At DFP, we often introduce ourselves to new team members by mentioning an interesting fact that perhaps not everyone knows. So, it came to be that I mentioned becoming a beekeeper.
Currently, beekeeping is not my main job, as at DFP I head up data engineering. This places me right in the middle of data science and the applications/devops team. Data engineering is a great space to be in at the moment, since these days every company is a data company.
So, do the worlds of beekeeping and data engineering align?
On the face of it, not at all. This can best be highlighted by the adage ‘Get two beekeepers in a room and you’ll have at least three opinions.’ Whereas with data engineering there’s always one correct/proper way. Sure, there are many approaches to a job, and even more tools to use, but once you hit that sweet spot, it’s obvious. Get the architecture right, and away you go.
However, you can draw some parallels. There are three main types of bees in a honey hive: Worker, Drone and Queen. It’s perhaps most applicable to correlate the activities of a data engineer with those of the Worker bee. They both:
- Are responsible for building the right environment
- Clear out debris and reinforce/build-on, where necessary
- Forage for data to feed the hive.
Worker bees (data engineers) as pollinators are extremely valuable in terms of their contribution to the hive (business) but also the wider environment (economy). That being said, all bees are essential – Why is it important to save the bees?

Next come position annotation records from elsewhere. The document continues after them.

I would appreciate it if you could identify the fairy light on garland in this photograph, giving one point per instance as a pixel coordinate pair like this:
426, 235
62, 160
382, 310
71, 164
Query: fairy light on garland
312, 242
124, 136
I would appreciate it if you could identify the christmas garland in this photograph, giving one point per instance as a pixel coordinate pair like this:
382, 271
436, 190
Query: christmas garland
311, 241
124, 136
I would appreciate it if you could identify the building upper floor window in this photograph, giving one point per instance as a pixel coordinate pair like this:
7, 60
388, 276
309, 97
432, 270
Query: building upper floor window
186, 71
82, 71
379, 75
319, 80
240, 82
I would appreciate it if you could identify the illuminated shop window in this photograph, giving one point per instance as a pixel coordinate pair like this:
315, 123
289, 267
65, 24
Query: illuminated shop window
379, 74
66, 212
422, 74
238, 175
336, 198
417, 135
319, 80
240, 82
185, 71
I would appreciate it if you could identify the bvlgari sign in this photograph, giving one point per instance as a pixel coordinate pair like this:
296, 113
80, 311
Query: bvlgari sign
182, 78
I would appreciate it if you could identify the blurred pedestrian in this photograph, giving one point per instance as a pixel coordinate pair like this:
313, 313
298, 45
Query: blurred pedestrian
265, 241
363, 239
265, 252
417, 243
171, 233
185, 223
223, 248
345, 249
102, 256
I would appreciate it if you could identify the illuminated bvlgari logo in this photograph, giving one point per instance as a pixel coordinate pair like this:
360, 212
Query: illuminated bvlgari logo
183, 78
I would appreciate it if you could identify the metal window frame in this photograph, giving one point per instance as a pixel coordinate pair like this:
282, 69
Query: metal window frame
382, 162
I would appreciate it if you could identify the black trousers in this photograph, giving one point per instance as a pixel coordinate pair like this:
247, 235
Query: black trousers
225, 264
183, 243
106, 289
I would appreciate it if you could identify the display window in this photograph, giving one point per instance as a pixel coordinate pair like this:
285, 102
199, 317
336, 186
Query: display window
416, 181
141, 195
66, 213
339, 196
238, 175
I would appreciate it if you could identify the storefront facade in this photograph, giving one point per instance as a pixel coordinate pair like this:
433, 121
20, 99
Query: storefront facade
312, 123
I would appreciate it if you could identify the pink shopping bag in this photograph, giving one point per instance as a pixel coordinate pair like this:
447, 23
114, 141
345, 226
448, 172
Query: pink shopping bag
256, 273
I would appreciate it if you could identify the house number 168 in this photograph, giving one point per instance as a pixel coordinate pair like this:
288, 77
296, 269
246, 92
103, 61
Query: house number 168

Bees are incredibly disciplined, with clear lines of responsibility. A hive that is down on numbers for key roles will struggle – and excess numbers in any particular area can cause problems, too. It’s all about balance.
Likewise, this is true for a data-centric organisation. Lines of responsibility and the balance of the team is critical to producing high-quality results, as well as for respecting and valuing the strengths of each team member.
Also, a start-up hive (organization) isn’t quite as polished or well-structured as it could be, but with commitment great results will ensue. Which is when you can sit back and start enjoying the honey.
And for the record, I’m not the first data engineer to have a love of all things bee.